Get it off your chest. What are you feeling stressed or shitty about?

To pursue my career of choice, I've had to move a few states away from all of my family and friends. For the most part, I've managed fine because I've enjoyed my work and it's kept me busy. But the isolation is really starting to get to me as I approach the three year mark post college graduation.

My job has very seasonal aspects of it, and basically the fun stuff I enjoy goes away during the summer months, leaving me incredibly bored. I'm really dreading the coming summer because of this. Plus, I live in a tiny little town with nothing to do and am a decent distance from any real cities. Plus, the way my schedule is, I don't have much opportunity to go to any of the cities. (Not that I'd have much to do when I got there).

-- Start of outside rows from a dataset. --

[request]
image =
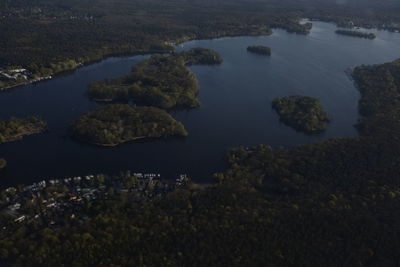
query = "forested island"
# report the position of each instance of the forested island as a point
(115, 124)
(16, 128)
(356, 34)
(303, 113)
(163, 81)
(259, 49)
(321, 204)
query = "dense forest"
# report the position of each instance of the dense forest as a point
(47, 37)
(259, 49)
(114, 124)
(163, 81)
(356, 34)
(16, 128)
(332, 203)
(303, 113)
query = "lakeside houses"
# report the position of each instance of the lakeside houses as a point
(17, 77)
(53, 200)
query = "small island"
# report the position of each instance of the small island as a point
(356, 34)
(115, 124)
(259, 49)
(163, 81)
(303, 113)
(15, 128)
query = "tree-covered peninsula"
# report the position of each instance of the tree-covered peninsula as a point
(163, 81)
(16, 128)
(200, 56)
(115, 124)
(356, 34)
(259, 49)
(303, 113)
(331, 203)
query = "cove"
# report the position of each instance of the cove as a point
(236, 106)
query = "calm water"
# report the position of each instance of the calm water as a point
(235, 109)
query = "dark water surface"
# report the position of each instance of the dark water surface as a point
(236, 106)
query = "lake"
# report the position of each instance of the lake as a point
(236, 106)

I've been hoping to find a job opening closer to home, but I haven't had any luck. Hell, I've been watching for the last two years and even looking everywhere, there hasn't been hardly anything worth applying for. For my age and experience, I'm in a pretty good spot. Basically the jobs I've seen are either crappier jobs I wouldn't want or jobs out of my qualification range.

I could just quit and spend some months at home. Because of my frugality and other circumstances, I have enough money to be unemployed for a year or two, so that's not my concern. But I'm afraid if I get out, I might not get back in, or would have to take a crap position. Plus, if I'm out for too long, I'll likely be pretty bored.

And I don't want to leave now, since I've only been at the current position for about two years, with my job before lasting one year. I don't want to make it look like I wouldn't commit long-term to future employers. But I'm not sure I can make it through another summer.

It seems to be the only thing on my mind and it's stressing me out, at a time when work should be fairly enjoyable.